# ActivateBaby - training LM
based on [How to train a new language model from scratch using Transformers and Tokenizers](https://colab.research.google.com/github/huggingface/blog/blob/main/notebooks/01_how_to_train.ipynb#scrollTo=M1oqh0F6W3ad)


# 0. init

In [1]:
conda env list

# conda environments:
#
base                  *  /root/miniconda3
sum                      /root/miniconda3/envs/sum
vicuna                   /root/miniconda3/envs/vicuna


Note: you may need to restart the kernel to use updated packages.


In [2]:
import os
import re
import time
from os.path import join as osj
from pathlib import Path
from collections import defaultdict
import random
import pickle

import nltk
import pandas as pd
from tqdm import tqdm
import numpy as np
import matplotlib.pyplot as plt
import torch
import transformers
from transformers import AutoModelForSeq2SeqLM, AutoTokenizer
from transformers import Trainer, TrainingArguments
from datasets import Dataset

from config import default_args
from lmprobs import TrigramSurprisalSpace

  from .autonotebook import tqdm as notebook_tqdm


In [3]:
transformers.__version__

'4.29.2'

## 1. Train a language model from scratch

**Update:** This section follows along the [`run_language_modeling.py`](https://github.com/huggingface/transformers/blob/master/examples/legacy/run_language_modeling.py) script, using our new [`Trainer`](https://github.com/huggingface/transformers/blob/master/src/transformers/trainer.py) directly. Feel free to pick the approach you like best.
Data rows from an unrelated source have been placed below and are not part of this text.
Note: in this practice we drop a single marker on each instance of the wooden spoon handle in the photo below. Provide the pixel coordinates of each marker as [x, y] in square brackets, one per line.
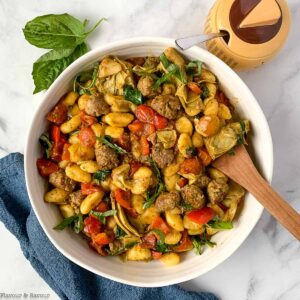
[277, 206]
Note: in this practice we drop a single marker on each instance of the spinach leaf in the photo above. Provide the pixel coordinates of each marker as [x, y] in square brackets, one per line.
[194, 67]
[78, 224]
[48, 67]
[102, 216]
[172, 69]
[133, 95]
[199, 242]
[56, 31]
[162, 247]
[83, 77]
[66, 222]
[217, 224]
[46, 144]
[101, 175]
[107, 140]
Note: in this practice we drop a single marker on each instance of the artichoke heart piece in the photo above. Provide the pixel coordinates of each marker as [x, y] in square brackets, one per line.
[226, 138]
[125, 222]
[167, 137]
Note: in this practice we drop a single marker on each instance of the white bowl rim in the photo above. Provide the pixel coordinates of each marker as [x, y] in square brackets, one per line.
[81, 61]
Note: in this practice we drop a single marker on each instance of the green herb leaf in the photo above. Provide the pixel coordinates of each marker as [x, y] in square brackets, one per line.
[102, 216]
[56, 31]
[217, 224]
[107, 140]
[49, 66]
[133, 95]
[101, 175]
[159, 233]
[66, 222]
[194, 67]
[83, 77]
[46, 144]
[78, 224]
[162, 247]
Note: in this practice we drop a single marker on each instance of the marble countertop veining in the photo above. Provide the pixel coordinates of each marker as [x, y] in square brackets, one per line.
[267, 265]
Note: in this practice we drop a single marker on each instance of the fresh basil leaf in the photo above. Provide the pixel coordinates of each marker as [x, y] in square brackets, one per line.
[194, 67]
[56, 31]
[101, 175]
[217, 224]
[102, 216]
[107, 140]
[78, 224]
[66, 222]
[46, 71]
[162, 247]
[159, 233]
[46, 144]
[133, 95]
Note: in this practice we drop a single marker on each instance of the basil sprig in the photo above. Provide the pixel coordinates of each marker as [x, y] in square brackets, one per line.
[133, 95]
[102, 216]
[65, 35]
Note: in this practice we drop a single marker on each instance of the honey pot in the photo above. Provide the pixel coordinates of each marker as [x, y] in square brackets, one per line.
[256, 30]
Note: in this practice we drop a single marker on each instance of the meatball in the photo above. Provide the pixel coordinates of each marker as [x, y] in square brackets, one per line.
[106, 157]
[217, 190]
[60, 180]
[161, 156]
[96, 105]
[145, 86]
[203, 181]
[193, 195]
[75, 200]
[167, 201]
[167, 105]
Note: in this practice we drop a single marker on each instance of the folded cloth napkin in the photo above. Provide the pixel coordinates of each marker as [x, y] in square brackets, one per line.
[67, 279]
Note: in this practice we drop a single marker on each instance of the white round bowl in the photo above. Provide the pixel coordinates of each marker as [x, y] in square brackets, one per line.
[151, 274]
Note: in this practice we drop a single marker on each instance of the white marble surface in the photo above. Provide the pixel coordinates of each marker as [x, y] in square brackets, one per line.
[267, 265]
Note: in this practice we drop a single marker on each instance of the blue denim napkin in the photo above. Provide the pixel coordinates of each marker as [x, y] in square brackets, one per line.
[67, 279]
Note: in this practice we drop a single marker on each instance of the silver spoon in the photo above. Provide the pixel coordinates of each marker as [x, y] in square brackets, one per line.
[189, 41]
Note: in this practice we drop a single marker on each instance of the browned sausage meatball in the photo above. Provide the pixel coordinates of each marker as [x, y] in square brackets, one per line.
[217, 190]
[60, 180]
[203, 181]
[145, 86]
[167, 201]
[161, 156]
[193, 195]
[106, 157]
[167, 105]
[75, 200]
[96, 105]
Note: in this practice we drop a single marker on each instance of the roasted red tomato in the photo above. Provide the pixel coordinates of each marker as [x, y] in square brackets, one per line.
[46, 167]
[123, 198]
[201, 216]
[87, 137]
[92, 226]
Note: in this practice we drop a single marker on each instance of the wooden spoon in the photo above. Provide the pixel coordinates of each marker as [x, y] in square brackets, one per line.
[240, 168]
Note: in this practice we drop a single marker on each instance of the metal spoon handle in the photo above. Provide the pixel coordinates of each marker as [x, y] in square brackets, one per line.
[189, 41]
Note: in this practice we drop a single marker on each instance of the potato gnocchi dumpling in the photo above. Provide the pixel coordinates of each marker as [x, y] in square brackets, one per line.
[128, 157]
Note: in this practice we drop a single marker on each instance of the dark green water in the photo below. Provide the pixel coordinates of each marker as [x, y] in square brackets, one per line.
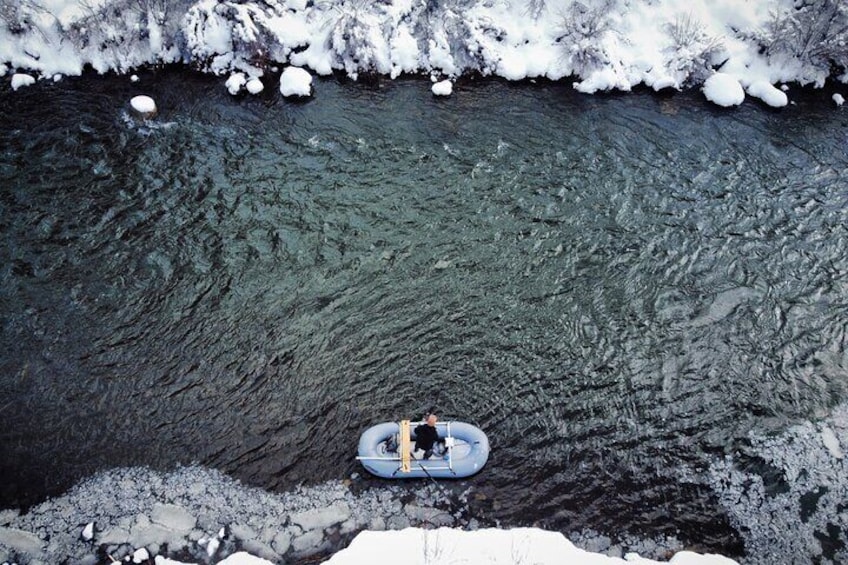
[615, 288]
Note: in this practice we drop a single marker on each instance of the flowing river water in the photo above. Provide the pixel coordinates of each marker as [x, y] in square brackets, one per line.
[617, 289]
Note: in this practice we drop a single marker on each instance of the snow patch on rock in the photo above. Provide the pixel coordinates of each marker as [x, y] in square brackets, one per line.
[724, 90]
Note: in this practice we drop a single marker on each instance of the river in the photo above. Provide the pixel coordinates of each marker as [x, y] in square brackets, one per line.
[616, 288]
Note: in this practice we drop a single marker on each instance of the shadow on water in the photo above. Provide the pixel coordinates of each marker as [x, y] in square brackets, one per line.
[616, 288]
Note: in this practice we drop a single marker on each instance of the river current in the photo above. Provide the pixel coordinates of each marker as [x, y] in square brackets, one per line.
[616, 288]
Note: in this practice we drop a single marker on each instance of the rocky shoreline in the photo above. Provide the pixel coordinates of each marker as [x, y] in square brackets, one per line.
[199, 515]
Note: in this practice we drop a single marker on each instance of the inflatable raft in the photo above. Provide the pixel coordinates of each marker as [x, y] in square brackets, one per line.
[386, 450]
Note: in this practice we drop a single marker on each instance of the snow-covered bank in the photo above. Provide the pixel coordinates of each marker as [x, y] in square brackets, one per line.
[197, 515]
[492, 547]
[787, 493]
[603, 44]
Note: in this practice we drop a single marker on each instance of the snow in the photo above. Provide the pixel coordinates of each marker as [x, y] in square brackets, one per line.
[806, 464]
[490, 546]
[242, 558]
[143, 104]
[140, 555]
[234, 83]
[724, 90]
[442, 88]
[255, 86]
[295, 82]
[204, 517]
[20, 79]
[767, 93]
[614, 45]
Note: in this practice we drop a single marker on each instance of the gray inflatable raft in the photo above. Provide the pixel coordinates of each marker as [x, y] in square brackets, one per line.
[382, 453]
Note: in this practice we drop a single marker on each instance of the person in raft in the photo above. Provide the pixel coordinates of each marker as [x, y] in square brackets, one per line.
[426, 436]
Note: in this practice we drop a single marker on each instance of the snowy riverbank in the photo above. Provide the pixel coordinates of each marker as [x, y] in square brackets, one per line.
[756, 46]
[786, 501]
[197, 515]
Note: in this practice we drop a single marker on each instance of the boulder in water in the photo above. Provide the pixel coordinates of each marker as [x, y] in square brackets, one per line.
[143, 107]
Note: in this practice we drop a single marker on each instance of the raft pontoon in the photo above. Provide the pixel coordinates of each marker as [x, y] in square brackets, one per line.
[386, 450]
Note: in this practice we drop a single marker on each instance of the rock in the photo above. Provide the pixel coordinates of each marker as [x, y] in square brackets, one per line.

> We’ll train a RoBERTa-like model, which is a BERT-like with a couple of changes (check the [documentation](https://huggingface.co/transformers/model_doc/roberta.html) for more details).

As the model is BERT-like, we’ll train it on a task of *Masked language modeling*, i.e. the predict how to fill arbitrary tokens that we randomly mask in the dataset. This is taken care of by the example script.


In [4]:
# Check that we have a GPU
# !nvidia-smi

In [5]:
# Check that PyTorch sees it
import torch
torch.cuda.is_available()

True

In [6]:
# os.environ["CUDA_VISIBLE_DEVICES"] = "3"
# os.environ["CUDA_LAUNCH_BLOCKING"] = "1"
os.environ["CUDA_VISIBLE_DEVICES"] = "0"
device = "cuda:0"

### parameters of official baseline 

"attention_probs_dropout_prob": 0.1,
"bos_token_id": 0,
"classifier_dropout": null,
"eos_token_id": 2,
"hidden_act": "gelu",
"hidden_dropout_prob": 0.1,
"hidden_size": 768,
"initializer_range": 0.02,
"intermediate_size": 3072,
"layer_norm_eps": 1e-05,
"max_position_embeddings": 514,
"model_type": "roberta",
"num_attention_heads": 12,
"num_hidden_layers": 12,
"pad_token_id": 1,
"position_embedding_type": "absolute",
"torch_dtype": "float32",
"transformers_version": "4.29.2",
"type_vocab_size": 1,
"use_cache": true,
"vocab_size": 50265

### We'll define the following config for the model

In [7]:
from transformers import RobertaConfig

config = RobertaConfig(
    vocab_size=52_000,
    max_position_embeddings=514,
    num_attention_heads=12,
    num_hidden_layers=12,
    type_vocab_size=1,
    
    attention_probs_dropout_prob=0.1,
    bos_token_id=0,
    classifier_dropout=None,
    eos_token_id=2,
    hidden_act="gelu",
    hidden_dropout_prob=0.1,
    hidden_size=768,
    initializer_range=0.02,
    intermediate_size=3072,
    layer_norm_eps=1e-05,
    model_type="roberta",
    pad_token_id=1,
    position_embedding_type="absolute",
    torch_dtype="float32",
    transformers_version="4.29.2",
    use_cache=True,
)

Now let's re-create our tokenizer in transformers

In [8]:
from transformers import RobertaTokenizerFast

tokenizer = RobertaTokenizerFast.from_pretrained(default_args['tokenizer_path'], max_len=512)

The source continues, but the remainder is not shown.